So far I believe that everyone can agree that the supply of oil is finite, dwindling and our appetite for oil is increasing each year. So what should we do to manage this precious resource and maintain a sustainable eco system? Do we take the view of the extreme to halt economic development that is based on consumption? Or is it sufficient to maintain the current consumption patterns but just make better choices on lifestyle and technology? Or is it sufficient to just switch to electric cars?

Let’s have a quick look at our lifestyles. Everything that we use daily and everything we own, from the tooth brush to the television screen has either oil or gas as a critical input in its production process. Overseas holidays are easy and possible, thanks to jet fuel. To those who can’t live without internet, you should know that the server operation needs electricity, so does the operation of TV stations. There goes your daily entertainment. But what generates electricity in the first place? Electricity output in Malaysia is primarily generated from limited fossil fuel resources such as oil, coal or natural gas. So does 40% of the world’s electricity power plant.
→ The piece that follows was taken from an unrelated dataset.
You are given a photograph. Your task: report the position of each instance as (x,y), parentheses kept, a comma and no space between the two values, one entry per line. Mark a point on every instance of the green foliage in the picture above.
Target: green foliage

Based on the data from the Malaysia Energy Information Hub, (MEIH), the demand for electricity has increased, reaching 134billion kWh in 2012 and around 25 million barrels of oil needed to generate the demand of our electricity. So if you can’t predict how your life is going to be without oil, perhaps this information could clear your vision. The bigger question that you should ask is, what will happen to the world economy especially to countries that rely on oil exports such as ours?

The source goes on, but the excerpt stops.